Since 2000 — after years in which dexamethasone and melphalan was standard treatment — clinicians now have numerous options for patients with relapsed and/or refractory multiple myeloma (R/R MM). These include the immunomodulatory agent, thalidomide, as well as bortezomib, the first proteasome inhibitor introduced in 2004, and 8 other treatments: lenalidomide, pomalidomide, carfilzomib, ixazomib, vorinostat, panobinostat, elotuzumab, and daratumumab.
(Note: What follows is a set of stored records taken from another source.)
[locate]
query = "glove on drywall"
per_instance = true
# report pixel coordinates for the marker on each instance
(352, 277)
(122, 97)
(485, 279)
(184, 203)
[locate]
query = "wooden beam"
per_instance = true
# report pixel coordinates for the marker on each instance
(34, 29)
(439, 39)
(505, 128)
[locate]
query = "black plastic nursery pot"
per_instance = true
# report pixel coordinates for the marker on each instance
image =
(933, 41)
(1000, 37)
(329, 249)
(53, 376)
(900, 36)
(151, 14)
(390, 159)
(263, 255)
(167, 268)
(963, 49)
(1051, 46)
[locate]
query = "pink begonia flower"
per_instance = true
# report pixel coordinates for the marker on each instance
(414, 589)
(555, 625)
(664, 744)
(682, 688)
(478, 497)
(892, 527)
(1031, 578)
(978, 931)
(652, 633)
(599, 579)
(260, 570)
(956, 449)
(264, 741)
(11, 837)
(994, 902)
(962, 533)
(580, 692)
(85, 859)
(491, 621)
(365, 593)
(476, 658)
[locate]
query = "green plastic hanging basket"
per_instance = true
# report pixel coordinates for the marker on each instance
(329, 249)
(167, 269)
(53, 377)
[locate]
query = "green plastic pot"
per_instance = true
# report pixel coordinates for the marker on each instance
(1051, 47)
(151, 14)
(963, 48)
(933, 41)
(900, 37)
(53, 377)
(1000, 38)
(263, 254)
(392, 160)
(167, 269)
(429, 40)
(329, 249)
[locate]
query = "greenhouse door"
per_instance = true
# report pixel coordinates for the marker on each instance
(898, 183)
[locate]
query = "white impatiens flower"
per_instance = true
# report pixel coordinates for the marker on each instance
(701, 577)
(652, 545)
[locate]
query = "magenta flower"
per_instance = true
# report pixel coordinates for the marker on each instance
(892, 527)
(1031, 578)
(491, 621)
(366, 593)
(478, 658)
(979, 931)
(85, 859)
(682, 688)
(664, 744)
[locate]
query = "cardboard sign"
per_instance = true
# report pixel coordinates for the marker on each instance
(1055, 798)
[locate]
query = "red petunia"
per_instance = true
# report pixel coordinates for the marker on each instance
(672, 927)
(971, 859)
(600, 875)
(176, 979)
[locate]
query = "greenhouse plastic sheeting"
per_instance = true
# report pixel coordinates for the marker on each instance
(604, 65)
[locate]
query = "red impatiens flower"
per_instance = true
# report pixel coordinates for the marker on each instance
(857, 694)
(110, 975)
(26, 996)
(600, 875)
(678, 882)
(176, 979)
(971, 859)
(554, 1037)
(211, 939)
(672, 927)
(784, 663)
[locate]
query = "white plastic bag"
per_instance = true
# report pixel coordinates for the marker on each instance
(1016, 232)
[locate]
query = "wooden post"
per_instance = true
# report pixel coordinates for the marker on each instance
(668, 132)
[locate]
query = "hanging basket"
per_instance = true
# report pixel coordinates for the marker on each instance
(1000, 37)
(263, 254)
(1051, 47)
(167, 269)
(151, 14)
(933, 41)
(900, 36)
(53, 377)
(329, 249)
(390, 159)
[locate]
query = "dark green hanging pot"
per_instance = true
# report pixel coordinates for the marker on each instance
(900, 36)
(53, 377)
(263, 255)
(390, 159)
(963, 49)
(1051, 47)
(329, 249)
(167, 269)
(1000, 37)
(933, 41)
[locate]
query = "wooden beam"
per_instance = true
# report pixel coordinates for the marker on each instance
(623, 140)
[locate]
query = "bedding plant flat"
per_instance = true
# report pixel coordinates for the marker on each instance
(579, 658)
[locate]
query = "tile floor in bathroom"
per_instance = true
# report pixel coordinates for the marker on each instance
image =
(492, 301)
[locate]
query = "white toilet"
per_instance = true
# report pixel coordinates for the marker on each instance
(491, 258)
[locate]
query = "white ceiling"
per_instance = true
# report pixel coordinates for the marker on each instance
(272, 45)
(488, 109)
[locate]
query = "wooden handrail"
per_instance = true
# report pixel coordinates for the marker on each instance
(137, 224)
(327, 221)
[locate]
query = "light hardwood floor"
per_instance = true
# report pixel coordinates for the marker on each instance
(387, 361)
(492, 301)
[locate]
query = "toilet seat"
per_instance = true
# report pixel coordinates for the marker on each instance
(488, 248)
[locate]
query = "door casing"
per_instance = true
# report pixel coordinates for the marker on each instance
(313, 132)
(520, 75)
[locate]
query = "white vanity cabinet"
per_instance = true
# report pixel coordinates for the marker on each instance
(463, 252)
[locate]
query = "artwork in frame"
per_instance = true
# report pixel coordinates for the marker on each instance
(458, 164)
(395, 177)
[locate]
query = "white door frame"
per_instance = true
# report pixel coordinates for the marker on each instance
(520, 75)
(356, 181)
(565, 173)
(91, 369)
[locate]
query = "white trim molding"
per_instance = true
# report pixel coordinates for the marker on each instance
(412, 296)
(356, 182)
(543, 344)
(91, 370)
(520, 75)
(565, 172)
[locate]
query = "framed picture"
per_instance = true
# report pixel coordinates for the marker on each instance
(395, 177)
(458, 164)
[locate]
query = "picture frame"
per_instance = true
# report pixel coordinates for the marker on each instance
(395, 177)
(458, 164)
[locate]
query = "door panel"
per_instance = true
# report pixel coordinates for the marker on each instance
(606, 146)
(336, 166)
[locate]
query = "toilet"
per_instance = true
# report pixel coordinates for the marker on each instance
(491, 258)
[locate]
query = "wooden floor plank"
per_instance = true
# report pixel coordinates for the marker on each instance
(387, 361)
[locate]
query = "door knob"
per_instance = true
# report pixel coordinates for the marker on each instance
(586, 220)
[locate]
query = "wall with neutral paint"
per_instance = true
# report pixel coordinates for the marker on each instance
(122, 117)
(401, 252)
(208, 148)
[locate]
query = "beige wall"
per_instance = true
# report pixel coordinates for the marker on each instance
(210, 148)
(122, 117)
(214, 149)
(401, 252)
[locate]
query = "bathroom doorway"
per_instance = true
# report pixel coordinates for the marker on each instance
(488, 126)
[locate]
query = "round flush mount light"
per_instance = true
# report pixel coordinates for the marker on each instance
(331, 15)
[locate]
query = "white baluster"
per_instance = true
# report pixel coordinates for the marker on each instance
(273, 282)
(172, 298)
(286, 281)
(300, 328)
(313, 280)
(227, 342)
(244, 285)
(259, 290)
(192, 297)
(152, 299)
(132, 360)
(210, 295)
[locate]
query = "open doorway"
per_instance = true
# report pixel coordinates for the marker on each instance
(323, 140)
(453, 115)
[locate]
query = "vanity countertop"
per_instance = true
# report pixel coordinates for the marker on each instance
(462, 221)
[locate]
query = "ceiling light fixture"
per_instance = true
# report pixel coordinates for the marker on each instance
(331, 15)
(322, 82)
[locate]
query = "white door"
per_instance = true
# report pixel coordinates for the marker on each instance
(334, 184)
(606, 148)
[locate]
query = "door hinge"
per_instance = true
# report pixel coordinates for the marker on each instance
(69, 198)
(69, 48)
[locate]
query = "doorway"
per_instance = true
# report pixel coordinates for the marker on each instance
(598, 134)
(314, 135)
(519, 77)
Yet as the authors of a systematic literature review and network meta-analysis of treatment outcomes noted, “direct comparisons of these novel treatments…are lacking.”1

Chrissy H.Y. van Beurden-Tan, MSc, of the Erasmus Medical Center in Rotterdam, the Netherlands, who was one of the authors of the review, wrote that “bortezomib and lenalidomide were almost simultaneously introduced; both were compared with the former standard treatment, dexamethasone. There is no direct evidence demonstrating whether bortezomib or lenalidomide is superior because no head-to-head comparison has been made. As a consequence, all subsequent treatments were compared with either bortezomib or lenalidomide (with or without dexamethasone). This resulted in a lack of direct comparison among different treatment classes….”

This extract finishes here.